Personal information
- Full name: Robert James Mark Graham
- Born: 19 May 1961 (age 65) Auckland, New Zealand
- Height: 167 cm (5 ft 6 in)
- Weight: 60 kg (132 lb)

Sport
- Sport: Diving

Medal record
Men's diving
Representing New Zealand
Commonwealth Games
| Bronze medal – third place | 1982 Brisbane | 3 m springboard |

= Mark Graham (diver) =

New Zealand diver

Robert James Mark Graham (born 19 May 1961) was a New Zealand diver who won a bronze medal for New Zealand in the Men’s 3m Springboard event at the 1982 Commonwealth Games. He also competed in the 1986 Commonwealth Games in Edinburgh, and was 13th after hitting the diving board with his hand during the event.

He competed at the 1984 Summer Olympics. He was 18th in the preliminaries for the springboard event (with 497.55 points) so did not qualify for the finals. He competed with a dislocating shoulder and recovering from a broken rib after being assaulted during his preparations for the Olympics.

Mark attended Boston University on athletic scholarship where he studied Broadcast Journalism and Philosophy but failed to graduate. On his return to Auckland, he completed a BA in Philosophy and Political Studies, including papers in Green Economics. He completed a Diploma of Business; Marketing while at TVNZ in 1994.

He has worked in advertising agencies and media companies for the past 25 years including TVNZ, ACP Media, Young & Rubicam advertising & McCann Erickson advertising

While at TVNZ, he became involved with interactive television projects as Manager – Direct Response and Interactive TV, and including one for Bluebird Potato Chips. At TVNZ he produced several of the first fully interactive TVCs in the world, he was initiator and project manager of the first website in New Zealand (and possibly the world), with realtime insurance quotes for Sun Direct Insurance and was a critical part of the team that pitched and won the direct response work from Telecom’s XTRA during its launch.

He was Account Director in the team that won the Direct Marketing Association’s (DMA) Grand Prix prize for the Sun Direct campaign and was instrumental in Sun Direct winning the Retail Marketing Award at the TVNZ/Marketing Magazine Awards in 1996, and three bronze medals at the following year’s DMA Direct Marketing Awards.
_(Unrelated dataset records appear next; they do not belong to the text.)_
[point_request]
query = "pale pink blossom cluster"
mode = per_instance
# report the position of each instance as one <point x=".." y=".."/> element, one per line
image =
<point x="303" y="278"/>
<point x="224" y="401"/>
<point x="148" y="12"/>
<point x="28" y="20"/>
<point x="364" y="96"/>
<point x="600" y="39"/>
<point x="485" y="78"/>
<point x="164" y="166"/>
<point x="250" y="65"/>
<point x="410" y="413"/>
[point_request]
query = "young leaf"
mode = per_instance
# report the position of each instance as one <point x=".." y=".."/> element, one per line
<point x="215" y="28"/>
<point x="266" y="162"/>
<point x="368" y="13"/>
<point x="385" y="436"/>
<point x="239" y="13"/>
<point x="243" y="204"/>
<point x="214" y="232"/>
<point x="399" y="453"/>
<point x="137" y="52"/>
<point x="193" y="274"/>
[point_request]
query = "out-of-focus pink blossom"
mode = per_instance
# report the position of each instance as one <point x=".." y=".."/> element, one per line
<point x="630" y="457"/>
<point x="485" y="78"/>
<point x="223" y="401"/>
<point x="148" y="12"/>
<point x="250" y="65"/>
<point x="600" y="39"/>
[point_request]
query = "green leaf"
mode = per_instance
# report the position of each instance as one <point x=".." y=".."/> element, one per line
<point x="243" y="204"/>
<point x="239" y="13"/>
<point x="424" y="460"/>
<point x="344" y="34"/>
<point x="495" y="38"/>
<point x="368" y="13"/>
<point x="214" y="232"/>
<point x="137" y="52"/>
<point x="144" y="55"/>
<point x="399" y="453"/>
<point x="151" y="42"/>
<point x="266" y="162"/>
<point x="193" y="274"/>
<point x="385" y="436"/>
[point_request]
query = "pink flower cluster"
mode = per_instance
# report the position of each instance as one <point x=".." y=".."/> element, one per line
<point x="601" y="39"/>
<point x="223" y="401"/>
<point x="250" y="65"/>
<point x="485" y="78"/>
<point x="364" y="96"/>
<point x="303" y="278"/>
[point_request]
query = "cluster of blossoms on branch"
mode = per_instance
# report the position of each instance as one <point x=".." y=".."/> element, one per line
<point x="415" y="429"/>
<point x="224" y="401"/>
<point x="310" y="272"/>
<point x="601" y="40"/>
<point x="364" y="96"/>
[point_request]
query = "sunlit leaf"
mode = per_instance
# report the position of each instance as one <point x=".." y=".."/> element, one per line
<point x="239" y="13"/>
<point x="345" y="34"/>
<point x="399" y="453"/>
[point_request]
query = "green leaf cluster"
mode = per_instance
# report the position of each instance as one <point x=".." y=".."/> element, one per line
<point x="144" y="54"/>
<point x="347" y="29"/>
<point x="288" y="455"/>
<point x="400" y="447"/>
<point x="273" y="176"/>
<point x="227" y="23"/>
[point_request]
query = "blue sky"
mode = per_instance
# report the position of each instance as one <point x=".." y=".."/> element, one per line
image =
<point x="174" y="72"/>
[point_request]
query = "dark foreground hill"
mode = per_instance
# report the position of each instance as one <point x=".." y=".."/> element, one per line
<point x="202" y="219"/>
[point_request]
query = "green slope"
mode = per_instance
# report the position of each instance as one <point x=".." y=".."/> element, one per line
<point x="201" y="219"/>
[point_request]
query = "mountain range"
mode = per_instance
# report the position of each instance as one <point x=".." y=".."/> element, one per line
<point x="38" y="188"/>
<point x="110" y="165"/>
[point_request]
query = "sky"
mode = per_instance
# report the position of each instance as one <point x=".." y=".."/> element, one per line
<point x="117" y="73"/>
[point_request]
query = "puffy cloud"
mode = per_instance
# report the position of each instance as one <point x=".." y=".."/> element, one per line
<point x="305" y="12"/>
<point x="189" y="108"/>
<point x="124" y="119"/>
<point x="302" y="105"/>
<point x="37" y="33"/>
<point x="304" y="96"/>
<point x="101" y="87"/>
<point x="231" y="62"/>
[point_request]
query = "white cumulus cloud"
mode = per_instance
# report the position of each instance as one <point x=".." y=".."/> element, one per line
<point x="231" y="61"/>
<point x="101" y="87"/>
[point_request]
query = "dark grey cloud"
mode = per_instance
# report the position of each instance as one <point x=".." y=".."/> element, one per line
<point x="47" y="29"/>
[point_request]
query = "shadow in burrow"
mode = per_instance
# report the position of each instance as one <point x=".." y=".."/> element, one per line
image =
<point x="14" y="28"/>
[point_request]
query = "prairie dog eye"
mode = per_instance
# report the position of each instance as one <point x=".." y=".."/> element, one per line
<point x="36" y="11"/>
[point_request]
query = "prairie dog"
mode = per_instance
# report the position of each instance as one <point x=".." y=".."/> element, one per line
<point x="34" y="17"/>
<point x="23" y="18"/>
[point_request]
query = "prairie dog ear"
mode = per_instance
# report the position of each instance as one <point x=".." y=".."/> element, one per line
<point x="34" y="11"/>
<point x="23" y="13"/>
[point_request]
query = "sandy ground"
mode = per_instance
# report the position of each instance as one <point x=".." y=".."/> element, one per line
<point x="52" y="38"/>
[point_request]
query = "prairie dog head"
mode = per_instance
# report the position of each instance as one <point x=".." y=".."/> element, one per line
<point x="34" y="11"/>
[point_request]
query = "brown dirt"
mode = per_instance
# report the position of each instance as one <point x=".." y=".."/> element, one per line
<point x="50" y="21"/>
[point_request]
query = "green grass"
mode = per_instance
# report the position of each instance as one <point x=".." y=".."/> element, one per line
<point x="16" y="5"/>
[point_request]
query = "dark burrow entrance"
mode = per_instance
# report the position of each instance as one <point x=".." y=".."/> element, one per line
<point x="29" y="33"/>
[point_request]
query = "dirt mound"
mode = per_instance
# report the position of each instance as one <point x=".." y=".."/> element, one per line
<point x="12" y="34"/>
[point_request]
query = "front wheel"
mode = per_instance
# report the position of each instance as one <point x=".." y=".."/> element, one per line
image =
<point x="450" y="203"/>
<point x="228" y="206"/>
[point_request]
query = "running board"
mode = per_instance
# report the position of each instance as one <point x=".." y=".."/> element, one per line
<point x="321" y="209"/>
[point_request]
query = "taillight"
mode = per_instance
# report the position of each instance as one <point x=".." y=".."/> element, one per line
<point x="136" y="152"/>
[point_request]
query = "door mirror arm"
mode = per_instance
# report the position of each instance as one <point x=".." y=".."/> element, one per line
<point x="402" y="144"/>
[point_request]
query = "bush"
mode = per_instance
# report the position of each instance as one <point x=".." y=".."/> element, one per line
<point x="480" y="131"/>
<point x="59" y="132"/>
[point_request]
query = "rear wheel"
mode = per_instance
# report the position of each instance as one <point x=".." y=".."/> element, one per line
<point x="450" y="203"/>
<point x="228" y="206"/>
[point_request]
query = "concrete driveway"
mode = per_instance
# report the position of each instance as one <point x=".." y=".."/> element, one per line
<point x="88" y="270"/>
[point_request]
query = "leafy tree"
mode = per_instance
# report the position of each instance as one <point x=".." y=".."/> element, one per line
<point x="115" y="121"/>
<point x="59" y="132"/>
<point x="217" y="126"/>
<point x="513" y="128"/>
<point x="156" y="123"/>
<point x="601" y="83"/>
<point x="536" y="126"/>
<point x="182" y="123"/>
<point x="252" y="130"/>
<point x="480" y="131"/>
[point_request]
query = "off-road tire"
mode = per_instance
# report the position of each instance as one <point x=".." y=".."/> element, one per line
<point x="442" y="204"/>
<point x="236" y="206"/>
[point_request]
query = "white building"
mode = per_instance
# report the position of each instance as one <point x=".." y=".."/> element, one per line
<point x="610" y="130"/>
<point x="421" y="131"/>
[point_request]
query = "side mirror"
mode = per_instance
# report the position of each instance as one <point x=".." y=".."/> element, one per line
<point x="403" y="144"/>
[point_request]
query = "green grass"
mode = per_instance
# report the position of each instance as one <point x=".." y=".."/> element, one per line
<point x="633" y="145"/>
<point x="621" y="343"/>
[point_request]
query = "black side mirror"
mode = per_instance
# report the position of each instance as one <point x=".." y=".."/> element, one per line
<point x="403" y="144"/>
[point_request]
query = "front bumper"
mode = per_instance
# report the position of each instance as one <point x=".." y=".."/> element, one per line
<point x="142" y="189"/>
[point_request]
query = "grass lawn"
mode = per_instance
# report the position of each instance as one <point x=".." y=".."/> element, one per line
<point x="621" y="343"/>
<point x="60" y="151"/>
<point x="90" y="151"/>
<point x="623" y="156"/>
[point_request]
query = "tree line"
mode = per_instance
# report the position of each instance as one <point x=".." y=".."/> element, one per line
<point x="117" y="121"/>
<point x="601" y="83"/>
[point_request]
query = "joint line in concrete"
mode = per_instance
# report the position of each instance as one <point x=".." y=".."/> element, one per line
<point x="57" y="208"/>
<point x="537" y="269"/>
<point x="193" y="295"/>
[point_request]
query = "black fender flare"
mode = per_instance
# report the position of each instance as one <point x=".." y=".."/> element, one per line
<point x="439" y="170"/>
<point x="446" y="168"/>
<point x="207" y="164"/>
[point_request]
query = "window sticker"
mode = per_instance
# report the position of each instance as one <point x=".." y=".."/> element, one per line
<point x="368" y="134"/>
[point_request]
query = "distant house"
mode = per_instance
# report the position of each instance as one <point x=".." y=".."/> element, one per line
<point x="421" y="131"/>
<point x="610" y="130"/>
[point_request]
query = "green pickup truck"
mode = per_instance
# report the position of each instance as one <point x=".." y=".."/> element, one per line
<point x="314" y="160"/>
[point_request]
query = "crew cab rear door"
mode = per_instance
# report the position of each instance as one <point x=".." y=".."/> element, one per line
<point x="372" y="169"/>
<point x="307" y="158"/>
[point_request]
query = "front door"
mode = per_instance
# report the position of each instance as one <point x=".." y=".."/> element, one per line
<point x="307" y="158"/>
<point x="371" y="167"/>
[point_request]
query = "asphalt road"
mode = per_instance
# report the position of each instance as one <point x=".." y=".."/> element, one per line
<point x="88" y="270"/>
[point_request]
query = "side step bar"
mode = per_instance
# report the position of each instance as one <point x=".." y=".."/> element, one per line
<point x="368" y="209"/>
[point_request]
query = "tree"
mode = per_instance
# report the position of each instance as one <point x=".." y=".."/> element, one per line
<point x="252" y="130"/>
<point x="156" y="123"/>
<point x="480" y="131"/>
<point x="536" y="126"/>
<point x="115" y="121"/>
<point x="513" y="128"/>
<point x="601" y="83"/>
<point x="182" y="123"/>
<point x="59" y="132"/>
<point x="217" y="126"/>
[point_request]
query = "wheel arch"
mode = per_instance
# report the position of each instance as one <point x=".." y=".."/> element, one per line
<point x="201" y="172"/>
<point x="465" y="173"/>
Mark’s uncle is Sir Doug Graham, Minister of Justice and Minister of Treaty Negotiations in the National Government in the early 1990s and another uncle, Dr Kennedy Graham, a former Green Party Member of Parliament and ex-Secretary General of Parliamentarians for Global Action and a number of UN-attached NGOs.

Following a move to publishing in the late 90s, Mark worked at Dow Communications publishing the Conventions NZ Conference Planner and overhauled the organisation's website, then left to run Straight Up Productions/Aim High Publishing, publishing consumer guides to building (Building Guide) and architectural design (Design Guide) and a trade publication, BoB - the Business of Building.

In 2016 he had major complications following a shoulder repair operation, resulting in chronic brachial neuritis and phrenic nerve palsy.

He ran as a candidate for Auckland Council Governing Body on the City Vision ticket in 2019 but was hit by a driver while taking his daughter to her gym class on his Vespa, suffering a concussion, whiplash and broken ribs.